Reporting on politics and government news in Massachusetts
Provided by AGPBy AI, Created 10:35 AM UTC, May 20, 2026, /AGP/ – Two addiction and mental health experts argue in a STAT News op-ed that Republican support for ibogaine and other psychedelics clashes with cuts to housing, healthcare and community services. The piece says psychedelics can help only if they arrive with the social infrastructure needed for lasting recovery.
Why it matters: - The op-ed argues that psychedelics cannot deliver durable recovery if policymakers cut the housing, healthcare and community supports patients need after treatment. - The critique lands as Republicans promote ibogaine and other psychedelics for veterans and people with addiction while backing budget reductions that weaken the recovery system. - The authors say the debate is not just about access to a drug. It is about whether treatment is paired with the conditions that make it work.
What happened: - Ross Ellenhorn, a sociologist, psychotherapist and founder and CEO of Ellenhorn, and Dimitri Mugianis, a harm reduction advocate and psychedelic practitioner, published a STAT News op-ed on April 30, 2026. - The piece is titled “The Contradiction at the Heart of Republicans’ Embrace of Psychedelics.” - The authors challenge the GOP’s support for psychedelics days after President Trump signed an executive order intended to expand access to psychedelics for mental health treatment, with podcaster Joe Rogan at his side. - The op-ed specifically points to Republicans including Rick Perry, Greg Abbott, Dan Crenshaw and Morgan Luttrell as supporters of ibogaine and other psychedelics. - Ellenhorn and Mugianis say those lawmakers are also backing cuts that remove the infrastructure recovery depends on.

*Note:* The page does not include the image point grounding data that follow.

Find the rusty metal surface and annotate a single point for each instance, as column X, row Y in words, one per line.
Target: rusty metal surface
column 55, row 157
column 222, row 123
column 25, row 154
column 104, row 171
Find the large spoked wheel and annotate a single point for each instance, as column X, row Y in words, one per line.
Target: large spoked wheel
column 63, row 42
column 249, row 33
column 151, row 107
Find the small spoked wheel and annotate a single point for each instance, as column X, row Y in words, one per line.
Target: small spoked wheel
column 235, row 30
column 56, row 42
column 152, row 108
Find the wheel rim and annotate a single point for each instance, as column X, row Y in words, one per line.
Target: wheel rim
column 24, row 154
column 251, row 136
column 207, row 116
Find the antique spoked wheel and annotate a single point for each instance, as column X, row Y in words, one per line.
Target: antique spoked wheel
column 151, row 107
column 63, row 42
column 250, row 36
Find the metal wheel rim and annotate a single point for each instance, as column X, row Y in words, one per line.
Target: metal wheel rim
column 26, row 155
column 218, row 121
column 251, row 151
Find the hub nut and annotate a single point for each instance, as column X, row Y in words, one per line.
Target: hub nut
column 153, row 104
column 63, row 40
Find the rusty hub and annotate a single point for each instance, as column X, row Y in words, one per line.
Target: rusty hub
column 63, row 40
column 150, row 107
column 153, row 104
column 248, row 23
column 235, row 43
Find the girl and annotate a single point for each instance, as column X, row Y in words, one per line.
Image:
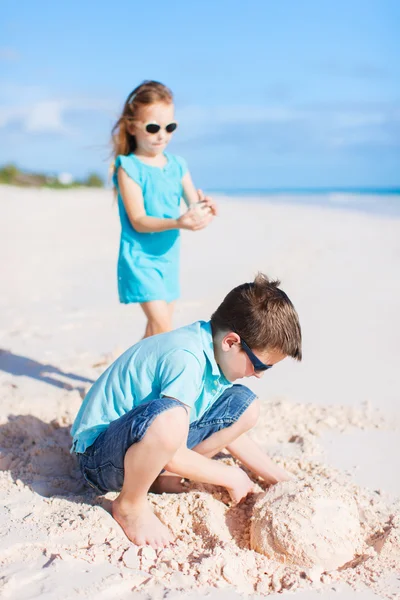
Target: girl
column 150, row 184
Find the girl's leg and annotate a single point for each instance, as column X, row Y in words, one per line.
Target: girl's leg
column 159, row 317
column 143, row 462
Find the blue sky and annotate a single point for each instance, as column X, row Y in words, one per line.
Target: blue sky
column 268, row 94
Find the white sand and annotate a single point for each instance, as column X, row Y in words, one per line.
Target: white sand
column 333, row 418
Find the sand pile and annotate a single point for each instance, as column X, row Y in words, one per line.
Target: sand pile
column 314, row 525
column 53, row 523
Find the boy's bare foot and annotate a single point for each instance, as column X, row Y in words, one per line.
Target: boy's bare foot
column 141, row 525
column 169, row 484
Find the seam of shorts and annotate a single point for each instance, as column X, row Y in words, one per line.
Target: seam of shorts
column 228, row 420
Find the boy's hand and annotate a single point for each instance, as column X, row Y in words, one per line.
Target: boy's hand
column 241, row 485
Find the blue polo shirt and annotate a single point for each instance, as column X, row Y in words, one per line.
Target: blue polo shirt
column 179, row 364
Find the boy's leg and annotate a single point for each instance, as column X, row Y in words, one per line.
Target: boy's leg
column 234, row 413
column 143, row 461
column 158, row 315
column 128, row 456
column 222, row 438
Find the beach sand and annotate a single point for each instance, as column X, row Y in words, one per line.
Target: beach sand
column 334, row 417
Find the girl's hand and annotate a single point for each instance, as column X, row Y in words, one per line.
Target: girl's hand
column 208, row 201
column 194, row 219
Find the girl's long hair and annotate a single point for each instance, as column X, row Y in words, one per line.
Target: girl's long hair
column 148, row 92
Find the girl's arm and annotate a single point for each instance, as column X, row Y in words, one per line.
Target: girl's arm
column 132, row 198
column 192, row 196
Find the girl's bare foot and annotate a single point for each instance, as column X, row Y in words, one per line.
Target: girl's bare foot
column 169, row 484
column 140, row 524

The details: - The authors argue that the strongest predictors of sustained recovery are social support, stable housing, employment, access to healthcare and community belonging. - They describe those factors as “recovery capital.” - The op-ed says even promising psychedelic treatments cannot take root when those supports are stripped away. - The authors warn that a focus on molecules, protocols and neurological mechanisms can obscure the relational and social conditions that make healing possible. - They argue that framing psychedelics as a chemical solution makes the movement easier to co-opt politically, because policymakers can celebrate a compound without rebuilding communities or funding long-term care. - Ellenhorn and Mugianis say psychedelics deserve better than being used to support a political project that dismantles the systems they rely on. - The piece includes the line: “You cannot detox a veteran with ibogaine and then send him back into housing insecurity, understaffed mental health systems, and shrinking social support. That is not innovation. It is abandonment wrapped in the language of breakthrough medicine.” - The authors also write: “If psychedelics are to enter American medicine responsibly,” they must arrive with “housing. Healthcare. Community mental health systems. Long-term therapeutic relationships. Economic stability.” - Ellenhorn and Mugianis are the co-founders of Cardea, an initiative that aims to integrate psychedelic-assisted approaches with the social and relational infrastructure tied to recovery.

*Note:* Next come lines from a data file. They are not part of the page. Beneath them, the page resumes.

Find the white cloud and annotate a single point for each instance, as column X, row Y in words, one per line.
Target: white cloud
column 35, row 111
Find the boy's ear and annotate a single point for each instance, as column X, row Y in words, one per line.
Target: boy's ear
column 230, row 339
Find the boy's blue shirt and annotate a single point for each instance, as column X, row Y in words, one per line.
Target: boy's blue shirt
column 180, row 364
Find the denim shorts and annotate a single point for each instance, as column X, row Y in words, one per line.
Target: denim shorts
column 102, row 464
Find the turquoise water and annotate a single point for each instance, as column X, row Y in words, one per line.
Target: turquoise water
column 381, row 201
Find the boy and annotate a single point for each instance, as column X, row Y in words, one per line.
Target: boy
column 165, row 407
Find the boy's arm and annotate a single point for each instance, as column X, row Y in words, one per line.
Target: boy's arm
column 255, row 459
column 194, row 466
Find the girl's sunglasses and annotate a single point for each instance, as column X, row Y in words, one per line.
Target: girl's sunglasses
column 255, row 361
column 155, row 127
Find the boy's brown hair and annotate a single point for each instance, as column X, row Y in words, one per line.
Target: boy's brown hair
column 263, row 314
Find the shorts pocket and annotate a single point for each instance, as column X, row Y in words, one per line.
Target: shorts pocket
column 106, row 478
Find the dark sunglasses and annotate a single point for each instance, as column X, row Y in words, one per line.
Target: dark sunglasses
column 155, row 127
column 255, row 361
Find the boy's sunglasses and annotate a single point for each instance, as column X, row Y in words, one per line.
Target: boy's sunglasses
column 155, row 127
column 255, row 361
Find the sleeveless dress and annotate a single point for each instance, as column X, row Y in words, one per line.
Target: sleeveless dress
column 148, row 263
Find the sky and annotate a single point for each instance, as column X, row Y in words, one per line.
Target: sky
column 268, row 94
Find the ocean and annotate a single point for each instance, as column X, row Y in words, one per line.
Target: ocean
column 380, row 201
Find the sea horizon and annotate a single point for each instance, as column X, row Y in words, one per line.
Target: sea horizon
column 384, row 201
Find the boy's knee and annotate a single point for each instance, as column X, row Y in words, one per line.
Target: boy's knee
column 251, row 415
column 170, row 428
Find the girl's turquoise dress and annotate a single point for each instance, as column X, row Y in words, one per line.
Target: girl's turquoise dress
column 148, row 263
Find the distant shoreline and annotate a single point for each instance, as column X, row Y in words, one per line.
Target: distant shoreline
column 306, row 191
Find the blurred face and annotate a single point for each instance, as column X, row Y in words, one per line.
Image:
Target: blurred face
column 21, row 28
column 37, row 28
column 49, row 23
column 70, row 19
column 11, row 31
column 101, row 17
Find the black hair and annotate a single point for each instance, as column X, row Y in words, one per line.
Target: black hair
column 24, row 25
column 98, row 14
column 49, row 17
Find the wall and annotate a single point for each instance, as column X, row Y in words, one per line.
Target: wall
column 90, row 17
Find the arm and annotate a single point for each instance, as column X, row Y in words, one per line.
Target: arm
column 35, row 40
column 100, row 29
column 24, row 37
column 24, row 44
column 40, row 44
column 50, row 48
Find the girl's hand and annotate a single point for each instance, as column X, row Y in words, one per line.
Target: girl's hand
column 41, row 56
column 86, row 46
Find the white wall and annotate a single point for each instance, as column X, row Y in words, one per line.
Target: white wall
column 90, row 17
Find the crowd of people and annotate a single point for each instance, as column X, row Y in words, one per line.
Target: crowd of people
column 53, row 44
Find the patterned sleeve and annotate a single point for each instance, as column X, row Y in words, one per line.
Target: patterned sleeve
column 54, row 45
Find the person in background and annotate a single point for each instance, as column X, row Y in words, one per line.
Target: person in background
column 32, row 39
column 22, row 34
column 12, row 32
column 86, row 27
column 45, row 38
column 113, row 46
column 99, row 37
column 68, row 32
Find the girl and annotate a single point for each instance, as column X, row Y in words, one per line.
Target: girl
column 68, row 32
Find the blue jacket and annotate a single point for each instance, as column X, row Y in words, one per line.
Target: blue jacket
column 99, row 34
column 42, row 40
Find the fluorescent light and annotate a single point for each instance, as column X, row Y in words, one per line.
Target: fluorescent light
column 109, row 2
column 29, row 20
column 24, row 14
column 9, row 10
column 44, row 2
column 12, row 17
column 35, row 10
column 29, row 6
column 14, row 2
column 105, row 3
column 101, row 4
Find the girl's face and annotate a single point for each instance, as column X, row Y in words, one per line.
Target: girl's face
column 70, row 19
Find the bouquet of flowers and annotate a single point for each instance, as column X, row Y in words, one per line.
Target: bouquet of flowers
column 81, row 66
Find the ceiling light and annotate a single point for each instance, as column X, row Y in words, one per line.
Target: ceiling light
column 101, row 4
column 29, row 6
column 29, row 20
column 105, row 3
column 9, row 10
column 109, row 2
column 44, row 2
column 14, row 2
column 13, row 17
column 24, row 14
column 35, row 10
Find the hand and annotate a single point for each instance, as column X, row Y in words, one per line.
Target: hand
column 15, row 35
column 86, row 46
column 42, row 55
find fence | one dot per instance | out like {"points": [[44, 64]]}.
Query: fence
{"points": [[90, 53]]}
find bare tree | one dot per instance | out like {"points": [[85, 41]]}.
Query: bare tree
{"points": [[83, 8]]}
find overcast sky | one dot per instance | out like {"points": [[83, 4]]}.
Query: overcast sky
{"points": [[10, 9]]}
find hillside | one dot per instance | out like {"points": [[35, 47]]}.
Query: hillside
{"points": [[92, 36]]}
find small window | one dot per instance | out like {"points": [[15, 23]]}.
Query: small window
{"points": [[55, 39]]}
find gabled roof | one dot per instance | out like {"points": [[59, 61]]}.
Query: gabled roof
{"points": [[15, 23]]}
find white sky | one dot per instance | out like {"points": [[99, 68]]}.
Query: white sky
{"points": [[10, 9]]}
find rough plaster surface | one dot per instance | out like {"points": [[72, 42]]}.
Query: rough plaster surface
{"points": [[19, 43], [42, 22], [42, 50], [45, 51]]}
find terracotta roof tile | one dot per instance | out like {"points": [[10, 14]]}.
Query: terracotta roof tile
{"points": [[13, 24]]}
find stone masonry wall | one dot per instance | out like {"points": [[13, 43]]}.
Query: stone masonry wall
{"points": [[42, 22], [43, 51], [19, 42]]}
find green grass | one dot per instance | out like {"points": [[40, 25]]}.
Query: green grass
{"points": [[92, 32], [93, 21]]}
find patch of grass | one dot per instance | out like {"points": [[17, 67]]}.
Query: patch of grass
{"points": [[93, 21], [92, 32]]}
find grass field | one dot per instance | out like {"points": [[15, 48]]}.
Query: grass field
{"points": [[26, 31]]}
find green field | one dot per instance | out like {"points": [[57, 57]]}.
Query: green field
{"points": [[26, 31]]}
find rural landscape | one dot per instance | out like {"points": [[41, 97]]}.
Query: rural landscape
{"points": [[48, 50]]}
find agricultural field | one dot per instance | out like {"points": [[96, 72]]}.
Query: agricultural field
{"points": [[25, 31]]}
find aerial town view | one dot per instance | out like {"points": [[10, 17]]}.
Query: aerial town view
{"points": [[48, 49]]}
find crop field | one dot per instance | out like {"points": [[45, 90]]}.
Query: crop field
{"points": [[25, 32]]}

Between the lines: - The op-ed is a warning to the psychedelic movement as much as to Republican policymakers. - Ellenhorn and Mugianis are not rejecting psychedelic medicine. They are arguing that the field becomes hollow if it treats the drug as the main intervention and ignores the social environment around the patient. - Their case reframes the politics of psychedelics from culture-war symbolism to public investment.
What’s next: - Ellenhorn and Mugianis are positioning Cardea as a model for combining psychedelic-assisted care with housing, community support and long-term treatment relationships. - The broader fight over psychedelics in American medicine is likely to keep centering on whether access expands alongside the social systems that make recovery last.
The bottom line: - Psychedelics may win political momentum, but the op-ed argues they will fail patients if lawmakers do not fund the recovery infrastructure around them.
Disclaimer: This article was produced by AGP Wire with the assistance of artificial intelligence based on original source content and has been refined to improve clarity, structure, and readability. This content is provided on an “as is” basis. While care has been taken in its preparation, it may contain inaccuracies or omissions, and readers should consult the original source and independently verify key information where appropriate. This content is for informational purposes only and does not constitute legal, financial, investment, or other professional advice.